こんにちは。共同代表のTaishiです。たまたま定例会議がなくなったのでサクレ食べながら書いていたらサクレにハマってしまいそうです。

なんやかんやで徐々に名前が知られてきている?マーケットメイカーですが、実際どんな感じなの?と思われる人も多いと思うので会議の空き時間に書きました。暇つぶしに読んでいただければ。

※所謂伝統金融のマーケットメイカーとは実態や定義が多少異なります。伝統金融におけるマーケットメイカーは別途記事を書こうと思います。

では、今日のお品書きです。

・マーケットメイカーって何?
・DMMとは
・DPMとは
・どっちがいいの?
・注意点

マーケットメイカーって何?

マーケットメイカーとは、流動性を提供し金融市場(クリプトの場合も)が機能することを目的に、特定の資産を大量に売買する市場参加者を指します。マーケットメイカーは取引の円滑な約定に資する責務があるため、迅速な呼び値の提示や正確なプライスでの約定といった健全な価格形成及び取引環境の構築に貢献するプレイヤーです。板取引を提供する取引所に上場した際に、流通量もそこまで多くない中で見えざる手によってオーダーブックは形成されない、というか十中八九無理なのでそれを補って貰おう!という話です。

ちなみに伝統金融(TradFi)の世界ではマーケットメイカーの存在は一般的です。マーケットメイカーという言葉の意味は、需給バランスの確保に必要な範囲内で市場価格を設定する行動に由来しています。ボラティリティの上昇により原資産の価格変動が激しくなっても、取引の円滑な実行環境を構築する責務、即ち一定のリスクテイクがマーケットメイカーには求められています。

web3領域では(規制環境が未発達且つ複雑なため)発展途上ではありますが、大まかに2種類のマーケットメイカーが存在します。

DMM(Designated Market Maker)とDPM(Designated Primary Market Maker)です。

DMM(Designated Market Maker)とは

DMM(Designated Market Maker)とは、取引所上で複数の銘柄に対して市場の流動性を維持する役割を持つマーケットメイカーです。主な特徴としては以下のような点が挙げられます:

  1. 流動性の提供: DMMは常に売買の両方の側に注文を提示し、市場の中で連続的に取引を行うことで、市場の流動性を維持します。

  2. 価格の安定化: DMMは需要と供給のバランスを調整し、価格の急激な変動を抑制することで市場の価格安定化に寄与します。特にボラティリティの高いクリプト市場では、価格の安定化は重要な要素となります。

  3. 取引量の確保: DMMは常に取引の意欲を示し、大量の注文を提示することが期待されます。これにより、市場において十分な取引量を確保することが出来るよう努めます。

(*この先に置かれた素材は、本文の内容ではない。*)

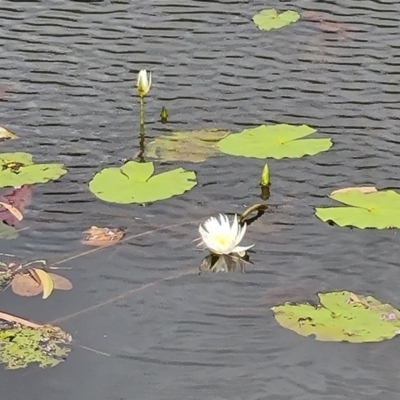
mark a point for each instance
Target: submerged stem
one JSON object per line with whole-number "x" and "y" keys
{"x": 249, "y": 210}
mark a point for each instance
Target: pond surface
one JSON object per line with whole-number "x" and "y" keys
{"x": 67, "y": 76}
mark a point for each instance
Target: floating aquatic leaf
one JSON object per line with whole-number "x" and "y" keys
{"x": 271, "y": 19}
{"x": 24, "y": 345}
{"x": 14, "y": 211}
{"x": 275, "y": 141}
{"x": 18, "y": 169}
{"x": 5, "y": 134}
{"x": 45, "y": 280}
{"x": 379, "y": 210}
{"x": 341, "y": 316}
{"x": 194, "y": 146}
{"x": 135, "y": 183}
{"x": 95, "y": 236}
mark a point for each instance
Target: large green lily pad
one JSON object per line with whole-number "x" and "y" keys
{"x": 275, "y": 141}
{"x": 341, "y": 316}
{"x": 194, "y": 146}
{"x": 134, "y": 182}
{"x": 271, "y": 19}
{"x": 379, "y": 210}
{"x": 21, "y": 346}
{"x": 17, "y": 169}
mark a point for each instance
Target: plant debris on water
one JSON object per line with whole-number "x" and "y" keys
{"x": 23, "y": 345}
{"x": 341, "y": 316}
{"x": 96, "y": 236}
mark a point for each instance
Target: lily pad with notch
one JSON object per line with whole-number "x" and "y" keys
{"x": 193, "y": 146}
{"x": 376, "y": 209}
{"x": 269, "y": 19}
{"x": 134, "y": 182}
{"x": 17, "y": 169}
{"x": 341, "y": 316}
{"x": 274, "y": 141}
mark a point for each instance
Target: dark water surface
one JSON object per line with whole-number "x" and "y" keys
{"x": 68, "y": 69}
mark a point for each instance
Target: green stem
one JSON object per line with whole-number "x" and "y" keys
{"x": 142, "y": 131}
{"x": 141, "y": 113}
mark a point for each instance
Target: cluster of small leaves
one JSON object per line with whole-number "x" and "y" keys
{"x": 22, "y": 345}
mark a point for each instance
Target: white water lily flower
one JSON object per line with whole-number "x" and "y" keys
{"x": 222, "y": 238}
{"x": 143, "y": 83}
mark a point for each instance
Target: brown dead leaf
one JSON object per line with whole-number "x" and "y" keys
{"x": 47, "y": 284}
{"x": 362, "y": 189}
{"x": 95, "y": 236}
{"x": 60, "y": 282}
{"x": 23, "y": 284}
{"x": 14, "y": 211}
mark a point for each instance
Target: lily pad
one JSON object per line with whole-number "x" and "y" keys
{"x": 134, "y": 182}
{"x": 194, "y": 146}
{"x": 5, "y": 134}
{"x": 22, "y": 345}
{"x": 267, "y": 20}
{"x": 379, "y": 210}
{"x": 275, "y": 141}
{"x": 17, "y": 169}
{"x": 341, "y": 316}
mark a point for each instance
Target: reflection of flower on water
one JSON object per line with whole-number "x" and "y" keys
{"x": 223, "y": 240}
{"x": 223, "y": 263}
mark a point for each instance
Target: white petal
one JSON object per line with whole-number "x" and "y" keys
{"x": 239, "y": 249}
{"x": 242, "y": 231}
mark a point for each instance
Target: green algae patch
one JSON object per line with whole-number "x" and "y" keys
{"x": 341, "y": 317}
{"x": 21, "y": 346}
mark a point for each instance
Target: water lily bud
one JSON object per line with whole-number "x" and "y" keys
{"x": 164, "y": 115}
{"x": 265, "y": 176}
{"x": 143, "y": 83}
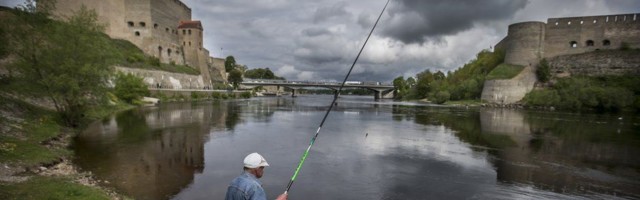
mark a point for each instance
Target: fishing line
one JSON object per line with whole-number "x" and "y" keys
{"x": 306, "y": 152}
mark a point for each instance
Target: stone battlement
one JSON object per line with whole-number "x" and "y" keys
{"x": 527, "y": 43}
{"x": 155, "y": 27}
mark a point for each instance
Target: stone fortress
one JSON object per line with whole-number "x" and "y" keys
{"x": 573, "y": 45}
{"x": 161, "y": 28}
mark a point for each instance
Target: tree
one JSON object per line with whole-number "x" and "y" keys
{"x": 543, "y": 72}
{"x": 130, "y": 88}
{"x": 229, "y": 64}
{"x": 235, "y": 77}
{"x": 66, "y": 62}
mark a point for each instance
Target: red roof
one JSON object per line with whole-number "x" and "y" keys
{"x": 190, "y": 24}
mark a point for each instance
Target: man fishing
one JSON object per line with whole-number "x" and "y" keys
{"x": 247, "y": 186}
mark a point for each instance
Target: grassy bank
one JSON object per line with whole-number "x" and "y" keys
{"x": 33, "y": 145}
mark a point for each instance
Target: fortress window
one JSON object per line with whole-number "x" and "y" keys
{"x": 573, "y": 44}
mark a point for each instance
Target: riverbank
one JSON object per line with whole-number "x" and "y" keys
{"x": 35, "y": 158}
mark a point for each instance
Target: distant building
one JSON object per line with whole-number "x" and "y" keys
{"x": 161, "y": 28}
{"x": 557, "y": 40}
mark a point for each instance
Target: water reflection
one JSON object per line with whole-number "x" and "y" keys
{"x": 150, "y": 153}
{"x": 562, "y": 153}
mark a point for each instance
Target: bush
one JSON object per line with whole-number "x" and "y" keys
{"x": 246, "y": 95}
{"x": 130, "y": 88}
{"x": 504, "y": 71}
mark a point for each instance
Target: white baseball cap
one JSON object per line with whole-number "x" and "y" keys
{"x": 255, "y": 160}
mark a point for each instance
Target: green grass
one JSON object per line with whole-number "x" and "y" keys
{"x": 40, "y": 187}
{"x": 28, "y": 150}
{"x": 505, "y": 71}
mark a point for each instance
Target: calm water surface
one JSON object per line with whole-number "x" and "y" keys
{"x": 412, "y": 151}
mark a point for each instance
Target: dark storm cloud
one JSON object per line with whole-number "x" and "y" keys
{"x": 312, "y": 32}
{"x": 414, "y": 21}
{"x": 336, "y": 10}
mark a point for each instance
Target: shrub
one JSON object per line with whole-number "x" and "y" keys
{"x": 246, "y": 95}
{"x": 195, "y": 95}
{"x": 441, "y": 97}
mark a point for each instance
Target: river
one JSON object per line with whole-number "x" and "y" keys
{"x": 366, "y": 150}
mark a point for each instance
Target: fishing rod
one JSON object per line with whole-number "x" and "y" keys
{"x": 306, "y": 152}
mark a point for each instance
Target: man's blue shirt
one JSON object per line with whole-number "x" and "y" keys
{"x": 245, "y": 187}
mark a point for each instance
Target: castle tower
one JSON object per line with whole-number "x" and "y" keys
{"x": 190, "y": 36}
{"x": 195, "y": 55}
{"x": 526, "y": 42}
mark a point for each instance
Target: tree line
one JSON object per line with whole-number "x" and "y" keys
{"x": 237, "y": 72}
{"x": 464, "y": 83}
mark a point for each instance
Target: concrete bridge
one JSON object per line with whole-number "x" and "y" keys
{"x": 381, "y": 90}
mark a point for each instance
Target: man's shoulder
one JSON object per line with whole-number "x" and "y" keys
{"x": 243, "y": 181}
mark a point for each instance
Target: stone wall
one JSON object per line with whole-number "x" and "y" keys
{"x": 525, "y": 43}
{"x": 166, "y": 79}
{"x": 565, "y": 43}
{"x": 511, "y": 90}
{"x": 217, "y": 71}
{"x": 598, "y": 62}
{"x": 574, "y": 35}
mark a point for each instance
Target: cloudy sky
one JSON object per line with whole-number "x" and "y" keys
{"x": 319, "y": 39}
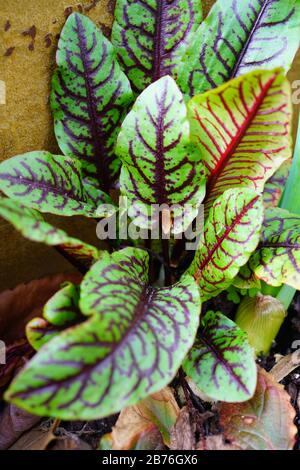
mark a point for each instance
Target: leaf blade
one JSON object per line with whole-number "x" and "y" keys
{"x": 243, "y": 131}
{"x": 91, "y": 382}
{"x": 153, "y": 154}
{"x": 89, "y": 96}
{"x": 237, "y": 38}
{"x": 32, "y": 226}
{"x": 50, "y": 183}
{"x": 151, "y": 36}
{"x": 231, "y": 233}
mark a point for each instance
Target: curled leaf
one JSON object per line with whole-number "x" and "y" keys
{"x": 33, "y": 226}
{"x": 277, "y": 259}
{"x": 50, "y": 183}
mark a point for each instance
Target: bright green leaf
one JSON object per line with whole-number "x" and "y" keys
{"x": 221, "y": 362}
{"x": 239, "y": 36}
{"x": 160, "y": 166}
{"x": 130, "y": 347}
{"x": 231, "y": 234}
{"x": 89, "y": 96}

具体的には、DMMはトークンの流動性を維持するために売買の不均衡が生じた場合にはアービトラージ取引等で反対売買を行います。また、DMMは発行体の取引現場の窓口としても機能し、一般的な市況、トレーダーの雰囲気、誰がトークンを売買しているかなどの情報を提供してくれます。

※ここではクリプト領域におけるマーケットメイカー個社への言及は中立性の観点から避けます。気になる方はお問い合わせください。DMM型のマーケットメイカーには一般に以下のような責務が期待されています。

  • DMMは見積もりを維持し、売買取引を促進する責任があります。

  • DMMは電子取引に比べてより高いレベルのサービスを提供します。

  • 市場環境をフロアブローカーのオファーと一致させることで投資家の市場参加を促進し、市場の質を向上させます。

契約内容としては、毎月のリテーナーに加えてパフォーマンスフィーを四半期ごとないし月次で求められることが多いです。また、DMMには自社発行トークンのみを売り板として渡し、買い板用のステーブルコイン等は自前で用意の上、MMアカウントに入金するというフローが一般的です。故に、売り玉又は買い玉が不足している場合MMのアクティビティが制限されます。

DPM(Designated Primary Market Maker)とは

DPM(Designated Primary Market Maker)とは、特定の割り当てられた銘柄、オプション、またはオプション指数でポジションを取るマーケットメイカーです。

※ここではクリプト領域におけるマーケットメイカー個社への言及は中立性の観点から避けます。気になる方はお問い合わせください。特定の銘柄に対してDMMよりもさらに中心的な役割を果たすことが期待されています。主な特徴としては以下のような点が挙げられます:

  1. 優先的な取引権: DPMは特定の銘柄に対して特権を持ち、他のマーケットメイカーよりも優先的に取引を行うことができます。このため、DPMの提供する価格や取引条件が優先される場合があります。

  2. 流動性の維持: DPMは指定された銘柄に対して常に売買の両方の側に注文を提示し、市場の流動性を維持します。トレーダーがスムーズに取引を行える環境を提供します。

契約形態はトークンを一定期間オプション付きローンないし一定割合をアロケートするケースが多いです。故に、追加でのステーブルコインの入金は必要ありませんが、トレーディング益も発行体に帰属しないため注意が必要です。

どっちがいいの?

結論DMMとDPM、どちらが良い悪いということはないのですが、法的リスクやオペレーションフローを鑑みてDPM型を選択するプレイヤーが国内では増えてきている印象です。一方、海外勢はDMM型を好んで使うケースがそれなりにあるような印象です。

契約書の観点だと、DPMの方が詳細且つ厳密な内容となるケースが多いです。

注意点

まずは、マーケットメイカーとの契約に焦らず経済条件を吟味の上判断すると良いでしょう。焦って契約すると後々大変です。(これはビジネス一般にですが・・・)また、しばしばマーケットメイカーとトラブルになって契約をスイッチしたい、というご相談をいただきます。

マーケットメイカーとのトラブルの原因として、成功報酬の算出手法や市場でのアクティビティの内容に関することが非常に多いです。

一方、マーケットメイカーは市場の安定性に寄与するために原資産のリスクを取っているということを忘れないでください。即ち、発行体とマーケットメイカーのインセンティブを一致させていればトラブルは起きにくいということです。

マーケットメイカーには、発行体にとって不利益となるような行動を取るに足るインセンティブ(つまりマイナスのインセンティブ)を与えないように気を付けましょう。

DMM型とDPM型でそれぞれどのような発行体にとっての負のインセンティブが働きうるかはまたの機会に。